Giornata di particolare attenzione per l’Etna, ieri in seguito all’evoluzione dell’attività vulcanica, il Dipartimento della Protezione Civile ha disposto l’innalzamento del livello di allerta, che passa dal verde al giallo, con l’attivazione della fase operativa di preallerta. Il provvedimento prevede il coinvolgimento delle strutture territoriali di protezione civile, chiamate ad attuare azioni di prevenzione e mitigazione del rischio, soprattutto in relazione alla possibile presenza di escursionisti e visitatori nelle aree prossime al vulcano. Nel corso del pomeriggio si è tenuto un incontro di coordinamento tra il Dipartimento della Protezione Civile, il Dipartimento regionale della Protezione Civile siciliana e i Centri di Competenza, finalizzato a un’analisi approfondita dello scenario in atto.
Le valutazioni effettuate hanno evidenziato un progressivo incremento del tremore vulcanico, accompagnato da una attività stromboliana intensa, persistente e continua, localizzata prevalentemente nell’area del Cratere di Nord-Est. Parallelamente, sono state rilevate emissioni laviche in prossimità del cratere, un elemento che indica una fase dinamica del sistema vulcanico. Alla luce di tali segnali, non viene esclusa la possibilità di una rapida evoluzione dei fenomeni verso manifestazioni di maggiore energia.
La decisione di modificare il livello di allerta si fonda sulle segnalazioni relative all’attività in corso e sulle valutazioni di pericolosità elaborate dai Centri di Competenza incaricati del monitoraggio dell’Etna, individuati nell’Istituto Nazionale di Geofisica e Vulcanologia – attraverso l’Osservatorio Etneo, l’Osservatorio Vesuviano e la Sezione di Palermo – e nel Cnr-Irea, che forniscono un supporto scientifico costante alle autorità di protezione civile.
L’innalzamento dello stato di allerta comporta il rafforzamento del sistema di sorveglianza e monitoraggio del vulcano, nonché l’intensificazione del flusso informativo tra la comunità scientifica, le strutture operative e le componenti del Servizio nazionale della protezione civile.

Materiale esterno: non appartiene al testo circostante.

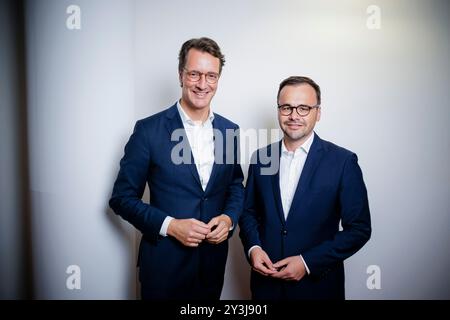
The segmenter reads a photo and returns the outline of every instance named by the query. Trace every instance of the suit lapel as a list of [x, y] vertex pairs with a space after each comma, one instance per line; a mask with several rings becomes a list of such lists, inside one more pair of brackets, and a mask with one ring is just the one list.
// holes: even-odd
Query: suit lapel
[[[172, 133], [175, 130], [178, 130], [178, 129], [181, 129], [180, 132], [182, 134], [180, 140], [178, 140], [178, 141], [172, 141], [171, 140], [172, 148], [175, 145], [177, 145], [178, 143], [180, 143], [180, 142], [185, 142], [186, 143], [185, 148], [183, 148], [183, 152], [189, 152], [190, 162], [185, 164], [185, 165], [188, 166], [189, 171], [191, 171], [191, 174], [194, 177], [194, 180], [197, 181], [197, 183], [200, 186], [200, 189], [203, 190], [202, 183], [200, 182], [200, 176], [199, 176], [199, 174], [197, 172], [197, 167], [195, 166], [194, 156], [192, 154], [192, 149], [191, 149], [191, 146], [189, 144], [189, 139], [188, 139], [188, 137], [186, 135], [186, 130], [184, 130], [183, 122], [181, 121], [181, 117], [180, 117], [180, 114], [178, 112], [176, 104], [173, 105], [171, 108], [169, 108], [169, 110], [167, 111], [167, 115], [166, 116], [168, 118], [167, 119], [168, 121], [166, 122], [166, 128], [167, 128], [167, 131], [169, 132], [169, 137], [171, 137]], [[178, 137], [176, 137], [176, 138], [178, 138]]]
[[[280, 157], [281, 157], [281, 143], [282, 140], [278, 142], [278, 170], [276, 174], [272, 175], [272, 188], [273, 196], [275, 198], [275, 206], [278, 211], [278, 216], [280, 218], [281, 224], [284, 226], [286, 221], [284, 219], [283, 205], [281, 204], [281, 192], [280, 192]], [[272, 150], [269, 151], [272, 154]]]
[[300, 175], [300, 181], [298, 182], [297, 189], [295, 190], [294, 198], [292, 199], [287, 220], [298, 212], [299, 206], [301, 206], [302, 202], [306, 199], [308, 185], [310, 184], [311, 178], [316, 171], [320, 160], [322, 159], [323, 153], [322, 140], [317, 134], [315, 134], [314, 141], [309, 149], [305, 165], [303, 166], [302, 174]]
[[[214, 164], [211, 170], [208, 184], [205, 188], [205, 193], [208, 193], [212, 188], [214, 179], [217, 176], [217, 172], [219, 170], [219, 164], [225, 163], [226, 159], [226, 129], [222, 126], [222, 123], [220, 119], [217, 118], [217, 116], [214, 116], [212, 127], [214, 134]], [[217, 137], [218, 134], [221, 134], [221, 137]]]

Il Dipartimento della Protezione Civile provvede a condividere in modo continuativo le informazioni disponibili con la struttura regionale di protezione civile della Sicilia, che, soprattutto in riferimento a possibili scenari di impatto a scala locale, attiva le strutture territoriali competenti e valuta l’adozione di eventuali misure di risposta.

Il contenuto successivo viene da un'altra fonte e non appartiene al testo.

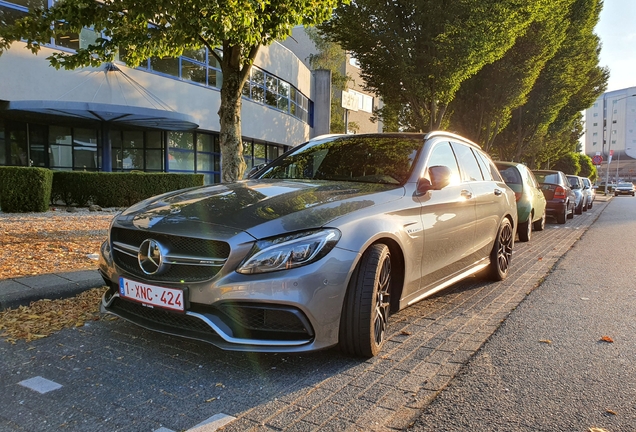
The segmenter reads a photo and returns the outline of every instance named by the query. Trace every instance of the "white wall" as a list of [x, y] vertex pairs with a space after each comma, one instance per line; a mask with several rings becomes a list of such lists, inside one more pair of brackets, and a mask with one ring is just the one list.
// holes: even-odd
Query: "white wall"
[[[56, 70], [46, 60], [52, 49], [43, 48], [36, 56], [24, 47], [24, 43], [15, 43], [0, 56], [0, 100], [77, 101], [163, 109], [120, 73], [106, 73], [103, 68]], [[261, 48], [255, 64], [312, 99], [311, 72], [282, 45], [274, 43]], [[219, 130], [218, 90], [117, 66], [172, 110], [193, 116], [201, 130]], [[246, 137], [297, 145], [309, 139], [311, 128], [289, 114], [244, 98], [242, 131]]]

Al di là delle manifestazioni vulcaniche localizzate, caratterizzate da una naturale variabilità anche nel breve periodo, permane una condizione di accentuato disequilibrio del sistema vulcanico. Per questo motivo, la popolazione presente sull’isola è invitata a mantenersi costantemente informata sull’evoluzione della situazione e a seguire con attenzione le indicazioni e le disposizioni fornite dalle autorità locali di protezione civile.